General information
- Location: Austin, TX
- Owner: CapMetro
- Platforms: 2 side platforms

Construction
- Parking: 200 spaces
- Accessible: Yes

History
- Opening: 2027

Future services
| Preceding station | CapMetro Rail |  |  | Following station |
| Howard toward Leander |  | Red Line |  | McKalla toward Downtown |

Location

= North Burnet/Uptown station =

Planned hybrid rail station in Austin, Texas

North Burnet/Uptown station, (formerly known as Broadmoor station during planning) is an under construction CapMetro Rail hybrid rail infill station in Austin, Texas.
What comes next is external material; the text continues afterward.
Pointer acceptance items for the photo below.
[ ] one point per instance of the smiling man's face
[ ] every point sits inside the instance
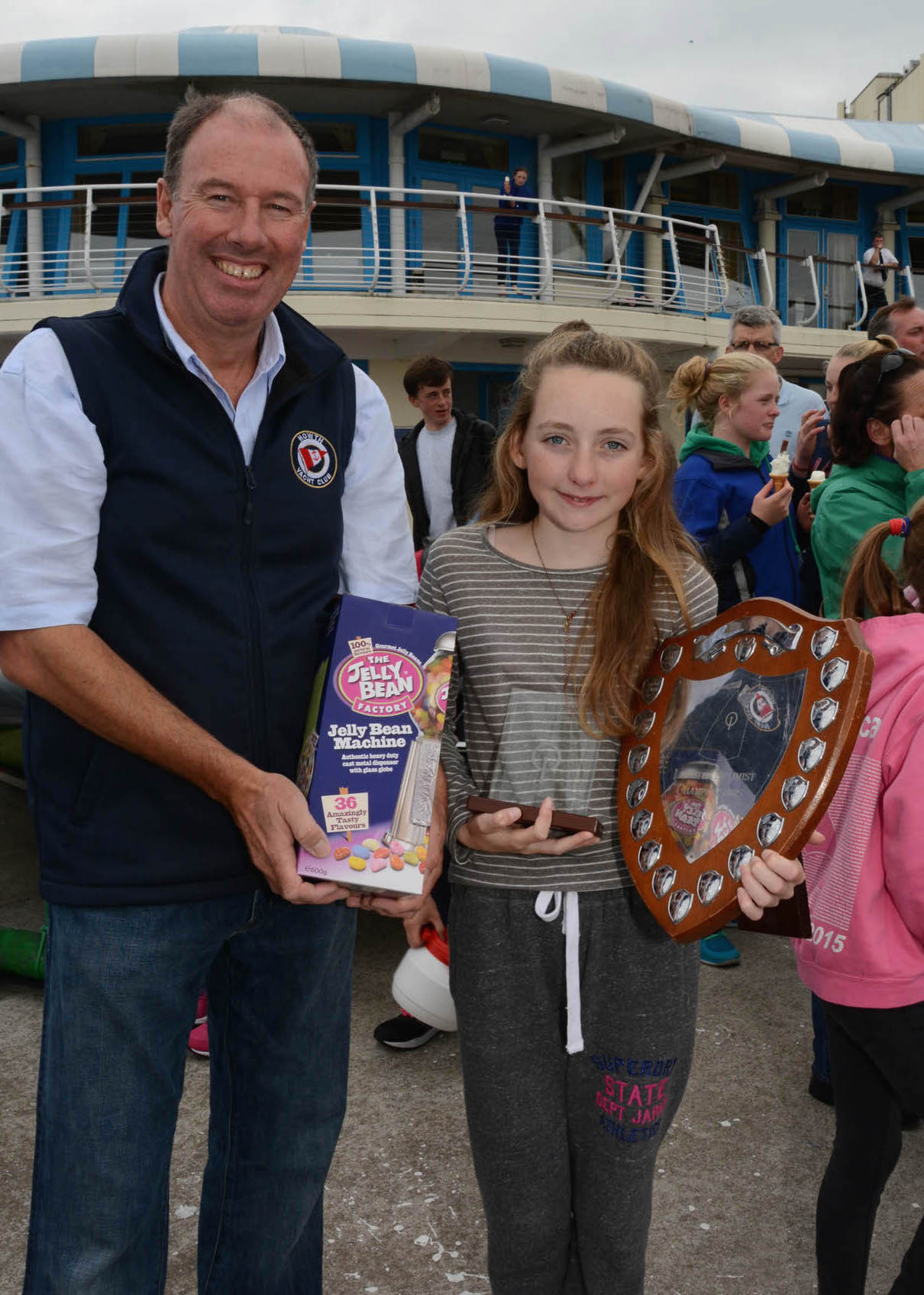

The station is being built to improve access to The Domain, a major high-density business, retail, and residential center. Construction was expected to begin in September 2020 with service starting in 2022, but was then delayed until the station's groundbreaking on January 18, 2022, which would have pushed the opening date back to 2024. The project further stalled, with construction now expected to begin November 2025, with an expected opening in late 2027. Upon opening of the new station as well as the new McKalla station at Austin FC's Q2 Stadium, the nearby Kramer station is expected to close. Initially Brandywine Realty was going to contribute $12 million as was CapMetro, for a total estimated construction cost of $24 million, however, the costs have since ballooned to $37.3 million with CapMetro paying the difference.